This point is well understood by the courageous critics who have been seeking to expose the problems at Columbia, including Daniel Pipes of the Middle East Forum and Campus Watch, and the David Project, which produced the film that forced Columbia to mount the investigation that Mr. Brinkey is now heading. Writing in the Columbia Spectator this week, Charles Jacobs and Avi Goldwasser of the David Project conclude with a call for an intellectually diverse Middle East department “that deals with the major challenges in the Middle East, including the oppression of women, gays, and minorities, and the challenges of democracy, human rights, civil society, and modernity,” all matters that the anti-Jewish crowd fears will cast a harsh light on the enemies of Israel.

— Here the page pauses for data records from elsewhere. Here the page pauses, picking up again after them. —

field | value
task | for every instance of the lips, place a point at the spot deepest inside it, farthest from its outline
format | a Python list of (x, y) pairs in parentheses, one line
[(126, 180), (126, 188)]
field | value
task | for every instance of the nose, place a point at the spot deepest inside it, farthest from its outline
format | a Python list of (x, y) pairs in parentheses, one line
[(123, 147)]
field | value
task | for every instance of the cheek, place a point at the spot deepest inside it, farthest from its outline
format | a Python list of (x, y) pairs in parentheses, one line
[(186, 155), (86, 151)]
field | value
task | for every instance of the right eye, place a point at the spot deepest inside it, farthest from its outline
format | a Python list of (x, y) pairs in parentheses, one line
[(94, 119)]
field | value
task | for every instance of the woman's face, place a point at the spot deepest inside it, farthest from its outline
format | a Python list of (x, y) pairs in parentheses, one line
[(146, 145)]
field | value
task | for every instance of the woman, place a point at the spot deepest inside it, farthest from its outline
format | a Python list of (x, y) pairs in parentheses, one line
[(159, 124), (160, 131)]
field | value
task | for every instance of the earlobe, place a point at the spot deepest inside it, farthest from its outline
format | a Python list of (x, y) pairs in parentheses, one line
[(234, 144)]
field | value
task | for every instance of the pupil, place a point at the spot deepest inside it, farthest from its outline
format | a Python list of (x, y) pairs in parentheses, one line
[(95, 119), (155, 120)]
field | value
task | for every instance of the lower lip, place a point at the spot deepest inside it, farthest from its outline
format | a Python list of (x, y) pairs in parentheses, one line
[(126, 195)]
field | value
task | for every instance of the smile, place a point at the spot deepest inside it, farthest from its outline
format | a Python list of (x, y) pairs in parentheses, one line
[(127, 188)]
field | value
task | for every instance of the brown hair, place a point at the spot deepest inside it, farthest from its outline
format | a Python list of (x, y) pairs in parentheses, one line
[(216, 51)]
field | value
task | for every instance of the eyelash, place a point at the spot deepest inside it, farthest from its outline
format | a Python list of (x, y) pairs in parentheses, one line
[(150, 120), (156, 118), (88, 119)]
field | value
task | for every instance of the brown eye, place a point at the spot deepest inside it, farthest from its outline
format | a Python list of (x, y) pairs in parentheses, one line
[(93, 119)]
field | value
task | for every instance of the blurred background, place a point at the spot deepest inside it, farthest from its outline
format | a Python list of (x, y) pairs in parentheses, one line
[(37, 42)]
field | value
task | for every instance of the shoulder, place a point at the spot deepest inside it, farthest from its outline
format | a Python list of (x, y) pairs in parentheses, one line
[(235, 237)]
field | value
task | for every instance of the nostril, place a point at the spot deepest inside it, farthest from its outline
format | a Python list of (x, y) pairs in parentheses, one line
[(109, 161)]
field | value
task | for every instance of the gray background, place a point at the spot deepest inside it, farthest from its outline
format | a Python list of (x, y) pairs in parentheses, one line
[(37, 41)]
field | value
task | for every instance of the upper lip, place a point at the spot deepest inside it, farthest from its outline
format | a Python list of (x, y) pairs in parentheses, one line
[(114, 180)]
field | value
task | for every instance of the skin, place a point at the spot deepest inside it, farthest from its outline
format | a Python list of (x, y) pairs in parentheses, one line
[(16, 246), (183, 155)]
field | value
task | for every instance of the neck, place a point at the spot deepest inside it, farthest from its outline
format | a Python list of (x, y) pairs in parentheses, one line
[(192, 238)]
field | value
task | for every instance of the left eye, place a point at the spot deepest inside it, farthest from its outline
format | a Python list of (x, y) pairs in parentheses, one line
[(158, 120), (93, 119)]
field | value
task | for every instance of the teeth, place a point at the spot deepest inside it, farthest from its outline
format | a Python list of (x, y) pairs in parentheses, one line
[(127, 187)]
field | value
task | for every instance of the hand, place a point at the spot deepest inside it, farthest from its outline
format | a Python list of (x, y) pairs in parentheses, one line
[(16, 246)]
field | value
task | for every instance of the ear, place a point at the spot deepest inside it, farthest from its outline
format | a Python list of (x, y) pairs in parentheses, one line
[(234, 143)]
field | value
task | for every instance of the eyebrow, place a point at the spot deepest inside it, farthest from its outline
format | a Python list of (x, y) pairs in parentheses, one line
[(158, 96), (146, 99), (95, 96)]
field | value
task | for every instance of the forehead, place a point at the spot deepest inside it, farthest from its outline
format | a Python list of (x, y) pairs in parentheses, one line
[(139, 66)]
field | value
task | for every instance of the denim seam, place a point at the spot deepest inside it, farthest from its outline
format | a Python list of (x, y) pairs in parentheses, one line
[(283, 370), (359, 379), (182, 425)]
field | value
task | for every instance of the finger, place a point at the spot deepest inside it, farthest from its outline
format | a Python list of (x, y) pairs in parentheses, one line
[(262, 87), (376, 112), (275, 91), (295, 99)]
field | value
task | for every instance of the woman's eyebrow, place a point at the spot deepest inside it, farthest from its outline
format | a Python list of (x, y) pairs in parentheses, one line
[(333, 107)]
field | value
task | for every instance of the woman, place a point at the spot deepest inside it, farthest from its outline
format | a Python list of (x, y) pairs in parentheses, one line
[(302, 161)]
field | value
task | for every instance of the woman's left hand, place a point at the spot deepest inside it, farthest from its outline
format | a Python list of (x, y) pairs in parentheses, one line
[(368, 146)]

In the long run, a failure by Columbia to address the scandal in its midst, or hide behind an academic code of conduct, will not only invite intervention by the federal authorities but will also bring market pressures to bear. Our own view is that it is long past time for the community of big givers to Columbia to call a halt to further financial support of the university until such time as it is clear that a whitewash is not going to be Mr. Bollinger’s approach to the current scandal. There are other universities in New York City, both private and public, where great philanthropic opportunities await that do not confront donors with the risk that their funds will be hijacked by haters of Jews and Israel. And where, if such a problem does occur, it will be addressed by the university leadership both inside the classroom and without.